MINSK (Reuters) - Belarus’s Supreme Court on Friday freed an editor jailed for reproducing cartoons of the Prophet Mohammad, one of three detainees whose release is seen by the West as key to improving ties with the ex-Soviet state.
Alexander Sdvizhkov, editor of the independent Zgoda (consensus) newspaper, was jailed for three years last month.

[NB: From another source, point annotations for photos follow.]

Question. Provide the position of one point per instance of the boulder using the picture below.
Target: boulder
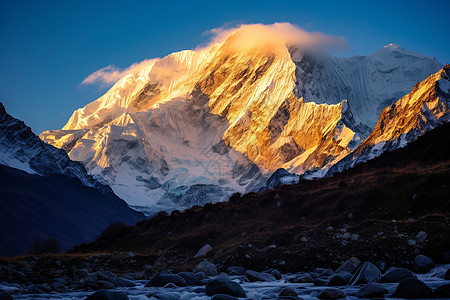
(350, 265)
(191, 278)
(447, 275)
(59, 287)
(105, 275)
(320, 282)
(367, 273)
(224, 286)
(326, 273)
(423, 264)
(206, 267)
(397, 275)
(162, 279)
(331, 293)
(336, 280)
(412, 288)
(254, 276)
(234, 270)
(107, 295)
(441, 292)
(166, 296)
(123, 282)
(275, 273)
(301, 279)
(372, 290)
(348, 276)
(203, 251)
(223, 297)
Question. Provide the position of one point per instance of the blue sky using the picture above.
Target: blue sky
(47, 48)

He was freed after Belarus’s Supreme Court reduced his sentence to three months.
“The Supreme Court backed the appeal and, based on health and humanitarian considerations, reduced the sentence to three months,” said court spokeswoman Anastasia Tsimanovich. “Given the time spent in detention, he was released.”

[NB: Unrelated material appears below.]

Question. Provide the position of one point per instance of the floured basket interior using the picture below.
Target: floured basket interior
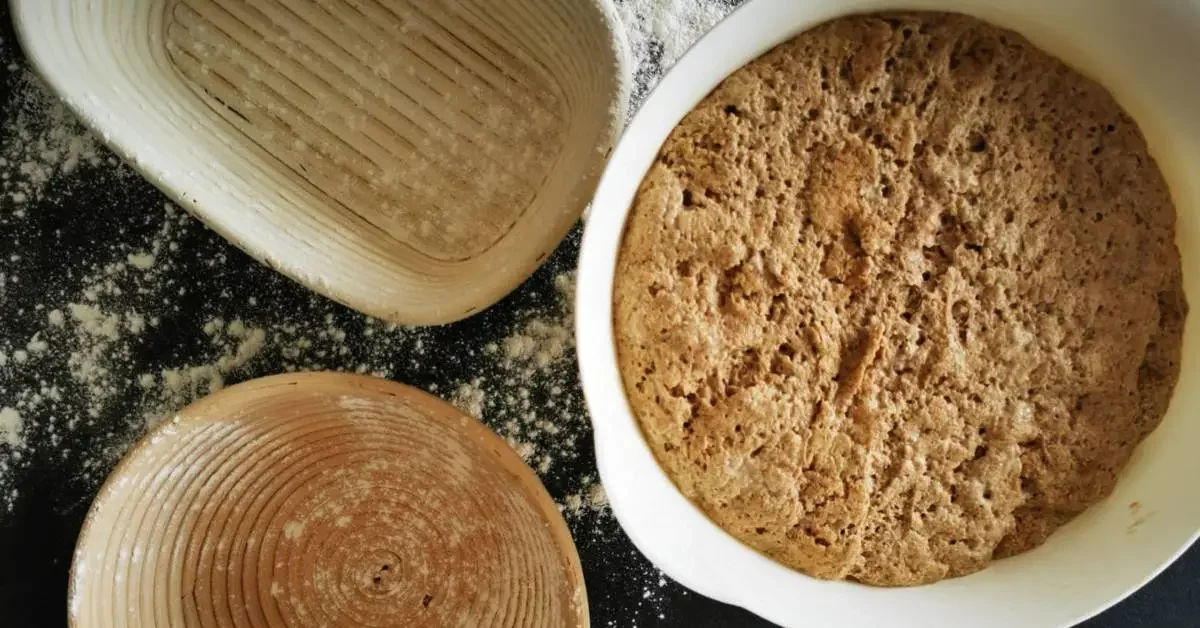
(413, 159)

The release of three remaining detainees viewed as “political prisoners” in the West is a fundamental condition set by Western countries for improving relations with Belarus, led by President Alexander Lukashenko since 1994.
Still in detention are Belarus’s most prominent inmate, academic Alexander Kozulin, who challenged Lukashenko’s bid for re-election in 1996, and Andrei Kim, a businessman detained in connection with protests last month by small entrepreneurs.
The 12 cartoons portraying the founder of Islam, including one showing the prophet with a bomb in his turban, first appeared in a Danish newspaper and outraged Muslims who saw them as blasphemous.
Belarussian authorities shut down Zgoda in March 2006, around the time when other European journals began reprinting the cartoons. The drawings were reproduced in Danish newspapers this month in protest at an alleged plot to kill the cartoonist.
Lukashenko, accused by Western countries of crushing freedom of expression and assembly, is barred from entering the European Union and United States on grounds of rigging his re-election.
The president denies any political overtones in any conviction made by Belarussian courts. But last week he said the issue of detainees was “closed” after Kozulin was offered the chance to travel to Germany to seek treatment for his wife.
Kozulin was jailed for 5-1/2 years on charges of inciting violence in connection with mass protests that followed Lukashenko’s landslide election in 1996.
Lukashenko quarrelled last year with traditional ally Russia over energy prices, and Belarus then sought better ties with the West, which demanded in exchange improvements in what it saw as a poor human rights record.
In recent months, Belarussian courts have ordered the early release of several opposition activists.
The president has toned down criticism of the European Union, which has cautiously praised Minsk for the release of detainees and restraint in dealing with opposition rallies.